Bene, quest'espressione vuol dire che un'azione si fa con più intensità. Per esempio: "_Hay que darle caña para terminar antes de las tres_" o "_Si no le damos caña, tendremos que continuar con el trabajo durante el fin de semana_". Anche si può impiegare il verbo "_meter_". "_Meter caña_". Peraltro, si usa per indicare un atteggiamento molto duro verso altra persona, sia nel senso di esigergli molto sforzo, sia nel senso di trattarlo in maniera poco educata e molto ostica.


----------



## gatogab

*Darle caña =* mettercela tutta?

gg


----------



## Alverto

gatogab said:


> *Darle caña =* mettercela tutta?
> 
> gg


Giusto. Oppure "darci dentro".


----------



## Churchil

Benone! Un altro dubbio tolto dalla testa, o dalla capa, o come si dica, hehe.


----------



## Neuromante

Hay un hilo muy extenso acerca de este argumento.


----------



## Churchil

Neuromante said:


> Hay un hilo muy extenso acerca de este argumento.

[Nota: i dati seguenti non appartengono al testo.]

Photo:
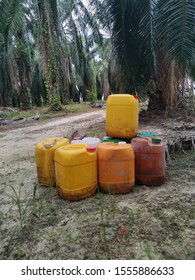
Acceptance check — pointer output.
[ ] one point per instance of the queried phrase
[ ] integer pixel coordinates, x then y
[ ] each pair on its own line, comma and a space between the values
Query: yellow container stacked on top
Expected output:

Vale, pero no me metas mucha caña por no haberme fijado, que soy un poco despistadillo.


----------



## Neuromante

Lo decía porque allí se trataron casi todos los contextos posibles: Meter caña, dar caña, es la caña, etc


----------



## Churchil

Neuromante said:


> Lo decía porque allí se trataron casi todos los contextos posibles: Meter caña, dar caña, es la caña, etc



Eh, y tirar la caña?, per cercar di rimorchiare qualche ragazzina.


----------



## gatogab

Churchil said:


> Benone! Un altro dubbio tolto dalla testa, o dalla capa,(Laura dixit) o come si dica, hehe.


 

gg


----------



## Larroja

Churchil said:


> Benone! Un altro dubbio tolto dalla testa, o dalla capa, o come si dica, hehe.



_o che dir si voglia_, así aprendes otra expresión!


----------



## Angel.Aura

Neuromante said:


> Hay un hilo muy extenso acerca de este argumento.


Hay dos:
tirar la caña
poner caña


----------



## Churchil

Larroja said:


> _o che dir si voglia_, así aprendes otra expresión!



La ringrazio davvero signorina, l'ho appena annotata nel mio quadernetto di espressioni e frasi fatte affinché non sia obliata nel dimenticatoio.


----------



## Larroja

Signora, prego.


----------